(Petaling Jaya, Monday): The New Sunday Times yesterday headlined its front-page report: "Websites turn cobwebs - Government Internet addresses not updated regularly" and told the sorry story of the pathetic efforts of the government to lead the country into the Information Age
It reported that a random check revealed that several important arms of the Government, instead of leading the way in serving the public through the instantaneous Internet, are lagging behind.
The Parliamentary web-site (http://www.parlimen.gov.my), "touted as a potential tool for Malaysians to find out the issues, debates and motions of the House and the attendance and voting records of their wakil rakyat", led the list of IT ignominy.
The report said:
"There is no listing of MPs or Senators, let alone how to get in touch with them.
"In other sections, such as ‘History Background’, ‘Functions’ and ‘Other Matters’, the website offers links to local media and foreign Government websites, but has only three entries for each."
This morning, the whole Parliament server closed down. At least there is a sense of shame.
Another article in the New Sunday Times rightly pointed out that when the Parliament homepage was launched in May 1996, I had said in Parliament that this was not done to boost its journey into the new millennium, "but just to shut me up from repeatedly complaining about Parliament having no website."
I have repeatedly expressed my dissatisfaction with the Parliament web-site and made suggestions as to how it could not only be a model website in Malaysia but a leading parliamentary website in the world, but they fell on deaf ears in the last two-and-a-half years.
The Parliament web-site, instead of being a credit to the Malaysian Parliament, had in fact become an international badge of shame about Malaysia’s level of digital literacy.
The first thing that should be done to raise the level of digital literacy, including ensuring that the Parliament website is a model website both in Malaysia and the world, is for the establishment of a Parliamentary Standing Committee on Information Technology.
I will put this proposal to the Deputy Prime Minister, Datuk Seri Abdullah Ahmad Badawi as the Deputy Prime Minister is normally delegated the task by the Prime Minister to be responsible for parliamentary affairs, and I hope Abdullah could agree so that a motion could be moved and passed in the next Parliamentary meeting and such a Parliamentary Standing Committee on IT set up without any delay.
The New Sunday Times article next highlighted another leading IT cobweb in government, the Road Transport Department site (http://www.jpj.gov.my), which won the Public Services Innovation Award when it introduced its website in mid-1996 for its useful information and user-friendliness in accessing it.

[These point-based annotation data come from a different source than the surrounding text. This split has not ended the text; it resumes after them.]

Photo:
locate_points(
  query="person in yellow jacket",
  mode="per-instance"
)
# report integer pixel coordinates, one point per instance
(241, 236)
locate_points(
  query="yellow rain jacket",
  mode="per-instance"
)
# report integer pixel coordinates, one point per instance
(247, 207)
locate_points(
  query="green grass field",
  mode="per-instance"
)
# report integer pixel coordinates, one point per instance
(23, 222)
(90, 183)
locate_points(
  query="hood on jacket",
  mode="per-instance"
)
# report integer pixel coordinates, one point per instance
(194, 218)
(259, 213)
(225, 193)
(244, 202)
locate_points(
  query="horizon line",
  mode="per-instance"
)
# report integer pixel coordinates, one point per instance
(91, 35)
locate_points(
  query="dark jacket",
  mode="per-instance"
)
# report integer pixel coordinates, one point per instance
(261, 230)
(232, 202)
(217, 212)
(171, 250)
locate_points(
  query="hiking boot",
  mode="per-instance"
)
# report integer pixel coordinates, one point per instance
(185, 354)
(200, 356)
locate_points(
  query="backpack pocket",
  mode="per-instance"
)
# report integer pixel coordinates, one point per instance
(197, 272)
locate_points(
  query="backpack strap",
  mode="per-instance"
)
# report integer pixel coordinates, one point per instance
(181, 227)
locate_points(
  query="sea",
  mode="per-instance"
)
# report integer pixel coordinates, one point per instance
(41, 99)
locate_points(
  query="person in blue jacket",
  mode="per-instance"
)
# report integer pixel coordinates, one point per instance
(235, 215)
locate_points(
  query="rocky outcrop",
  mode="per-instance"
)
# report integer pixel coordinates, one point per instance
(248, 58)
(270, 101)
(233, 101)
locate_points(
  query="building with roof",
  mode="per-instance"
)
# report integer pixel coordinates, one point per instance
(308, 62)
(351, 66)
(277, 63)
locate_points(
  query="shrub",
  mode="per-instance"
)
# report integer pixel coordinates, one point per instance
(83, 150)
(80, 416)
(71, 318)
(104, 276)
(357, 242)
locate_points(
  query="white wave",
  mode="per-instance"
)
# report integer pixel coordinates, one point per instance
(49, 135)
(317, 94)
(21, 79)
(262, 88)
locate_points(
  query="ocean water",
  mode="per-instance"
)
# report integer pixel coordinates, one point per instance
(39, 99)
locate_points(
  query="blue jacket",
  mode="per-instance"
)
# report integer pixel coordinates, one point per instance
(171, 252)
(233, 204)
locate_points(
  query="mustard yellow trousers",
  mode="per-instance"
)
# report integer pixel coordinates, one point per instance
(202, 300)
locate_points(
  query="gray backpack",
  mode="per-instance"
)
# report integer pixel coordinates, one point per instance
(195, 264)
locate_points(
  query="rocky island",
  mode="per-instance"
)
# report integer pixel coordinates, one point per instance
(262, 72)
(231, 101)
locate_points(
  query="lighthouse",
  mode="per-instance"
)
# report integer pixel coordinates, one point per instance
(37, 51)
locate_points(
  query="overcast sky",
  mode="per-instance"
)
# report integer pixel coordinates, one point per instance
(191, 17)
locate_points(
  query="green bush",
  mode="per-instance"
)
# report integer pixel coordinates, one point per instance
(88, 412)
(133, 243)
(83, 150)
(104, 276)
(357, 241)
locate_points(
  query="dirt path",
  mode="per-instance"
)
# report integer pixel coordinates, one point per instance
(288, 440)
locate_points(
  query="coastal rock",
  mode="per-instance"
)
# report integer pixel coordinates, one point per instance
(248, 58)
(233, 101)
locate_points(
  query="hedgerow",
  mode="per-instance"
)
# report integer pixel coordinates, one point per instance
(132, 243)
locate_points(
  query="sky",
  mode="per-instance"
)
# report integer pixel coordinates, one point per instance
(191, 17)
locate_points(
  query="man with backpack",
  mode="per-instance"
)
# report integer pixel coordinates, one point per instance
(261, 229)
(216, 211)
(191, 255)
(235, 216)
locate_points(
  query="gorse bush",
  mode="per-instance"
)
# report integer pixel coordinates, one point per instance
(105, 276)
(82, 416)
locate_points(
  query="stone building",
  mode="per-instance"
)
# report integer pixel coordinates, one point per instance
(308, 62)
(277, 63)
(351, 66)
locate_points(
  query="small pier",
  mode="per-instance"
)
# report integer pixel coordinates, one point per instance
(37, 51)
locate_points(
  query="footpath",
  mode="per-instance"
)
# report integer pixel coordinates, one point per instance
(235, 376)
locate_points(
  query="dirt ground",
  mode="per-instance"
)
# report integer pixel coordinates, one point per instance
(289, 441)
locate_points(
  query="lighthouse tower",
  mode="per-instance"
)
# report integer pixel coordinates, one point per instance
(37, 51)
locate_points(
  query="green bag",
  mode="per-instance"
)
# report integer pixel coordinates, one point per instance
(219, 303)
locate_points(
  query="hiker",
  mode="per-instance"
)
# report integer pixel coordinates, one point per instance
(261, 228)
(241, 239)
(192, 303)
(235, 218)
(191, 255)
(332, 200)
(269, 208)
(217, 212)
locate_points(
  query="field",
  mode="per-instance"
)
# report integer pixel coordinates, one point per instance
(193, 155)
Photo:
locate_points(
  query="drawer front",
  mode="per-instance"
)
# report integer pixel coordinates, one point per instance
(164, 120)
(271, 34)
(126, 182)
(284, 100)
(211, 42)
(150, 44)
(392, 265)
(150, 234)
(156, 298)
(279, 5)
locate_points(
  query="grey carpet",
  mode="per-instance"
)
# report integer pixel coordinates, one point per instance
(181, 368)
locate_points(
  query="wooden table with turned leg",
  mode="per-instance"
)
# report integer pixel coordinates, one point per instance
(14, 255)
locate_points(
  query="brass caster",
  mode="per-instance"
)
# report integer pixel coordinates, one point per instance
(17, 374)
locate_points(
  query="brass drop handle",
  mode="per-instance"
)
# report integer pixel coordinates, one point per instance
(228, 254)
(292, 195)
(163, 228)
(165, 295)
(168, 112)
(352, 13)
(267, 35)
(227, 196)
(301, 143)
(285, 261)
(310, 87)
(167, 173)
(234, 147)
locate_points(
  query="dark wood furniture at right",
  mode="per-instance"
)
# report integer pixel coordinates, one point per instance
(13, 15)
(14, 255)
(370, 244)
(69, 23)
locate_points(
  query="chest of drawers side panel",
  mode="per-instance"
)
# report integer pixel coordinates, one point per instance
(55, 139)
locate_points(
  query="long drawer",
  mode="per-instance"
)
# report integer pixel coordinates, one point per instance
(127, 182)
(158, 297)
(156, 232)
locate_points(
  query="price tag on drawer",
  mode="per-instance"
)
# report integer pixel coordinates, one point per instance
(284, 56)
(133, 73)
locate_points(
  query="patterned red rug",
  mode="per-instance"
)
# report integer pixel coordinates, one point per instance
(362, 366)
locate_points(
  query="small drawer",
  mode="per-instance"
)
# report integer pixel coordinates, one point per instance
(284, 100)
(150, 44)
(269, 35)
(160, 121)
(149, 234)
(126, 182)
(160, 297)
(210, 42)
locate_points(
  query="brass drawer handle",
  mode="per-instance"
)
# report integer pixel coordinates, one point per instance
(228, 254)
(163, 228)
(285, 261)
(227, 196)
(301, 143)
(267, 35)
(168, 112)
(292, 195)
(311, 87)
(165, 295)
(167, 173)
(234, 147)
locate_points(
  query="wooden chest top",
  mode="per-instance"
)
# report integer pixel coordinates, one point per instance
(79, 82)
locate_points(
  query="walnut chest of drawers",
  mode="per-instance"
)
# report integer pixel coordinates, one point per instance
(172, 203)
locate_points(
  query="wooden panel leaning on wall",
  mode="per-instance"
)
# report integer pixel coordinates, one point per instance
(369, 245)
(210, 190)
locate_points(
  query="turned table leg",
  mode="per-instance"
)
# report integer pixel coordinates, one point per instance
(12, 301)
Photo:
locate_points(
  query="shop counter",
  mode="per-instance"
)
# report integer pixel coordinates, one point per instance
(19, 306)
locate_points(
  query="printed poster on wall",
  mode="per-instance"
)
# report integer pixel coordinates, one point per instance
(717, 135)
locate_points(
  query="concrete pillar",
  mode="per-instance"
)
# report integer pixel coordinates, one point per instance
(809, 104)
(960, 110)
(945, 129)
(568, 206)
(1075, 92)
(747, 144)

However, this top government IT website was last updated in November as shown in its current heading - "Salam 98", showing a most un-IT mentality when a human year is generally equated with about five Internet years
I have often questioned in Parliament whether the government is serious about the Multimedia Super Corridor and the National Information Technology Agenda for Malaysia to take the quantum leap into the Information Age, when the political leadership, particularly the Cabinet Ministers, are l so mired in pre-IT culture and mentality.
For instance, if we have a Transport Minister who fully understands the critical importance of IT to the country on the eve of the new millennium, he would never allow his prestigious department which had won a Public Services Innovation Award for its website to degenerate into a laughing stock instead.
Shockingly, even the Prime Minister’s Department website (http://www.smpke.jpm.my)
is not a model government website. The New Sunday Times article said:
"Up to earlier this week, it was also out-of-date in the titles of several Ministers, Deputy Ministers and Parliamentary Secretaries, rendering in vain the efforts of Malaysians to get accurate information ‘from the horse's mouth.’"
When I visited the Prime Minister’s Department’s website today, I found that in its "Cabinet Line-Up" , three Cabinet Ministers are still without any Internet links, namely the Minister for Transport, Datuk Ser Dr. Ling Liong Sik, the Minister for Defence, YB Dato' Abang Abu Bakar bin Datu Bandar Abang Haji Mustapha and the Minister for Culture, Arts and Tourism, Datuk Sabbarudin Chik.
The scandal of Government websites ending as cobwebs is the most eloquent testimony of the failure of both the National Information Technology Council (NITC) and the National Information Technology Agenda (NITA). There is an urgent need not only for a full revamp of the NITC but also a comprehensive review of the NITA.
In the past three years, I had repeatedly proposed in Parliament that the government must become the model user of Information Technology to provide more efficient, cost-effective and responsive services to the public but my proposals had been to no avail.
If Malaysia is serious about taking the quantum leap into the Information Age, I call on the Prime Minister, Datuk Seri Dr. Mahathir Mohamad to appoint a Minister for Information Technology charged with the challenge to create one of the most IT-savvy governments in the world to prepare Malaysia for the information age.